To send this case back to the Commission in order for them to merely repeat verbatim the six Penn Central guidelines, followed by an elaboration of the above-quoted paragraph, is an injudicious use of time and resources. The statutory criteria used in this case are clear. The factual evidence and documentation presented is abundant. And this court has had no problem in reviewing the application of the facts to the Commission's criteria because of an inadequacy in the findings, and finds itself in agreement with the Commission's conclusion.

As a final point of interest, though it should be stressed, one not ultimately responsible for our reasoning herein, we note that the plaintiffs, by way of a brief to the I.C.C. on October 20, 1970, were also arguing at that point in time that the CNW was an intercity, rather than a commuter train. Whether by coincidence, or otherwise, the Illinois parties suddenly reversed their position on the intercity-commuter issue when the trains herein involved were not included in the basic Amtrak system, perhaps hoping that by having the Commission rule that the trains were not intercity, service might be maintained through a favorable ruling under § 13a.

The State certainly has the prerogative of a change of mind, and such a change is of course irrelevant to the legal issue of the adequacy of the Commission's findings, and should not influence the analysis of this court in resolving the issue before us.
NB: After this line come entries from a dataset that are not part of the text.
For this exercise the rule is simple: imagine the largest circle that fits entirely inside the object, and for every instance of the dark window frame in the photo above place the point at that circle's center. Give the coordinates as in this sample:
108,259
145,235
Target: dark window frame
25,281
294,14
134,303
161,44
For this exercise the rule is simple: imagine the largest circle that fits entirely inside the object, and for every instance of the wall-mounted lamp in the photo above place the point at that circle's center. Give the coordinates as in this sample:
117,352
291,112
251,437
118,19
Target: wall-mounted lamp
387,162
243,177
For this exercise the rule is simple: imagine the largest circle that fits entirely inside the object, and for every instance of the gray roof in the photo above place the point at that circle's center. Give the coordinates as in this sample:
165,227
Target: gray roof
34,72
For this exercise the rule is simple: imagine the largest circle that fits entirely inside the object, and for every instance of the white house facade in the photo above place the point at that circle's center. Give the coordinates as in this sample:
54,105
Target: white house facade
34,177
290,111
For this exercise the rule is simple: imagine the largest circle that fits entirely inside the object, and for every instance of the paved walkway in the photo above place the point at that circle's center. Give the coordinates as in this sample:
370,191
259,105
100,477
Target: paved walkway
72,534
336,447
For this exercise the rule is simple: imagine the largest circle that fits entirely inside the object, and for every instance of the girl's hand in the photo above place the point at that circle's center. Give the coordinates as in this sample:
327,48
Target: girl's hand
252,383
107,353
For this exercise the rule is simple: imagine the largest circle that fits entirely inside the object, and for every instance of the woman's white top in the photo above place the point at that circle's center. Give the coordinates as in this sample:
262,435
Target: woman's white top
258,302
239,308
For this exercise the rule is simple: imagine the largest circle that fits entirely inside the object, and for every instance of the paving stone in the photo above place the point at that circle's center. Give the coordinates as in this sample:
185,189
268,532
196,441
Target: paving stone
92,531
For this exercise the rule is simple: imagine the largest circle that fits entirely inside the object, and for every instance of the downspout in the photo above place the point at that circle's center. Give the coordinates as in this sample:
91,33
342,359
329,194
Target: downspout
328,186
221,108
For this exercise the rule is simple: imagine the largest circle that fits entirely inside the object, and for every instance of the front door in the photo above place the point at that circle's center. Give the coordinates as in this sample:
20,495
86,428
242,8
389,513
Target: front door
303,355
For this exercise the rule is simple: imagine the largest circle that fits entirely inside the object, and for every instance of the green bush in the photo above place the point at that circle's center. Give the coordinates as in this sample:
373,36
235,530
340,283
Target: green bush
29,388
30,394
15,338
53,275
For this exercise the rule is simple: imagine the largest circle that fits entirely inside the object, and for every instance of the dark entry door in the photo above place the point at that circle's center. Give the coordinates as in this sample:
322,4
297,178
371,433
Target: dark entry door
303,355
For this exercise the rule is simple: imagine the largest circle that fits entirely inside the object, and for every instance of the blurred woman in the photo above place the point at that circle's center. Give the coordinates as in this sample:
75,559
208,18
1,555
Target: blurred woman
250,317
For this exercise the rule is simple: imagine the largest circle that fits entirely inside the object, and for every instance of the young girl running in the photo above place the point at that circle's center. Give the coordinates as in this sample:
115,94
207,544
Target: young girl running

Nonetheless, the fact that the plaintiffs in this case were of the same opinion on the intercity-commuter issue as this court until it was in their best interests to argue otherwise, independently buttresses our result.

In conclusion, this panel denies the plea of plaintiffs to enjoin, annul, or suspend the orders of the Interstate Commerce Commission, Division 3, regarding Chicago and North Western Railway Company Discontinuance of Trains Nos. 1, 2, and 11 and 12 between Chicago, Ill., and Clinton, Iowa, as we do not deem the findings, decisions, or orders involved herein to be so deficient as to be in violation of the law.